I expressly agree and promise to accept and assume all of the risks existing with this activity. My participation in this activity is purely voluntary and I elect to participate in spite of the risks.

 Texas law requires that release language pass a fair notice rule. This consists of conspicuousness  and  express-negligence tests.  The Uniform Commercial Code’s definition of “conspicuous” is codified in the Texas Business and Commerce Code:

(10) “Conspicuous,” with reference to a term, means so written, displayed, or presented that a reasonable person against which it is to operate ought to have noticed it. Whether a term is “conspicuous” or not is a decision for the court. Conspicuous terms include the following:

(A) a heading in capitals equal to or greater in size than the surrounding text, or in contrasting type, font, or color to the surrounding text of the same or lesser size; and

(B) language in the body of a record or display in larger type than the surrounding text, or in contrasting type, font, or color to the surrounding  text of the same size, or set off from surrounding text of the same size by symbols or other marks that call attention to the language.  Tex. Bus. & Com. Code Ann. § 1.201(b)(10) (West 2009).

The appellate court determined that the release was not hidden (since it constituted the whole document) and that the title (bold, underlined, large font) left no doubt as to purpose. The court held it was conspicuous – the only element of fair notice challenged.

Concerning the question of whether the release applied to other defendants, the release stated:

 In consideration of the services of REBELS HONKY TONK their agents, owners, officers, volunteers, participants, employees and all other persons or entities acting on behalf of myself, my spouse, my children, my parents, my heirs, assigns, personal representative and estate . . .

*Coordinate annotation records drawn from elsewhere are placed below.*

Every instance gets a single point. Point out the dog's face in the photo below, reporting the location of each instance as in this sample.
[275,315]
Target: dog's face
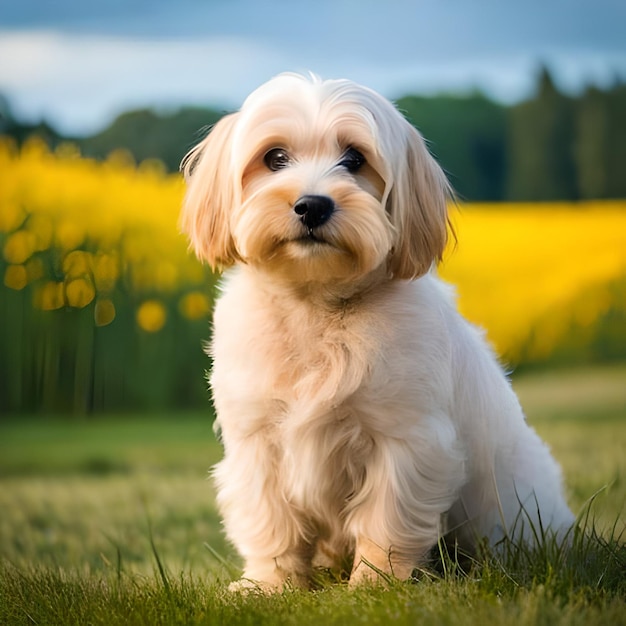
[316,181]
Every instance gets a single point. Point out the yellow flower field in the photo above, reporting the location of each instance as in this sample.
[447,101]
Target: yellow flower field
[519,265]
[74,233]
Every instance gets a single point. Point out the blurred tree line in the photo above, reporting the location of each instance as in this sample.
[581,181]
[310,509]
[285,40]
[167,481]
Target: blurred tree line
[549,147]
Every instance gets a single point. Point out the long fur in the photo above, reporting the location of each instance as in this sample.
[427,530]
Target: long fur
[362,417]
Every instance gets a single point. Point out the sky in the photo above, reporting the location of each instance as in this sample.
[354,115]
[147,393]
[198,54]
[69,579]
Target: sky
[79,63]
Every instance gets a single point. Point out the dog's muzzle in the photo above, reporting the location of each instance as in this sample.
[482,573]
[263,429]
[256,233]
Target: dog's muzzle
[314,211]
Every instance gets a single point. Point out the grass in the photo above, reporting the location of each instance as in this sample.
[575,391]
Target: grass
[112,521]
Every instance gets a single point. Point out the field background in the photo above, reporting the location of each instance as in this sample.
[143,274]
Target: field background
[105,425]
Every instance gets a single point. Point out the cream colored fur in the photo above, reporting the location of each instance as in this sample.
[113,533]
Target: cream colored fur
[362,417]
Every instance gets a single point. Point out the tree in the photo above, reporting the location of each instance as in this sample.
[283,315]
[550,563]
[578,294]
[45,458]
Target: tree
[541,148]
[467,136]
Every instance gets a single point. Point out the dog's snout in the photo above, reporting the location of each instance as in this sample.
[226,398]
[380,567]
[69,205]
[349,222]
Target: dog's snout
[314,210]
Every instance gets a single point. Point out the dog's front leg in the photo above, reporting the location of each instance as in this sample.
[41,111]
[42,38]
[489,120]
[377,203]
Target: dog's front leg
[258,519]
[397,516]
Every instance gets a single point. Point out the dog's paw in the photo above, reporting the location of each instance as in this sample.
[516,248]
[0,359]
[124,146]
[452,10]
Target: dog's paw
[246,586]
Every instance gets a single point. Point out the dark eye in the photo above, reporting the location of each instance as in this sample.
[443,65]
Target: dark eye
[352,160]
[276,159]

 On appeal, the court found that the release satisfied all of the fair-notice requirements. The release that appellant signed made its intent clear by taking up an entire letter-sized page, using a reasonable font size, and not surrounding the release language with text unrelated to riding the bull. Despite claiming he had not read the release, appellant testified that he knew he was signing a “waiver” for possible injuries. Because one is presumed to know the contents of a contract that one signs, and because the risks were expressly identified and accepted in the agreement, appellant had no excuse to be oblivious to the risks associated with riding the bull. The court affirmed summary judgment ruling in favor of the defendant.

Since the trial court granted summary judgment but failed to specify grounds for the ruling, the appellate court determined that they had to affirm the ruling if any of the theories presented to the trial court were meritorious. Since the evidence conclusively established it affirmative defenses of release and assumption of risk, the court affirmed the summary judgment ruling.

One might notice the similarity with the Jaeger v. Hartley case addressed last week in Poor Waiver Construction & Reckless Conduct Result in Texas Waiver Failure. Jaeger involved injuries resulting when a tour jeep was used with malfunctioning brakes. That case also focused on the inherent risks of the activity. Summary judgment was overturned in that case because the plaintiffs were not warned of the risk of a tour jeep without brakes. In this case, summary judgment was upheld because the release clearly warned of the danger of being thrown from the mechanical bull. In the Jaeger case, the trial court also failed to specify grounds for its ruling.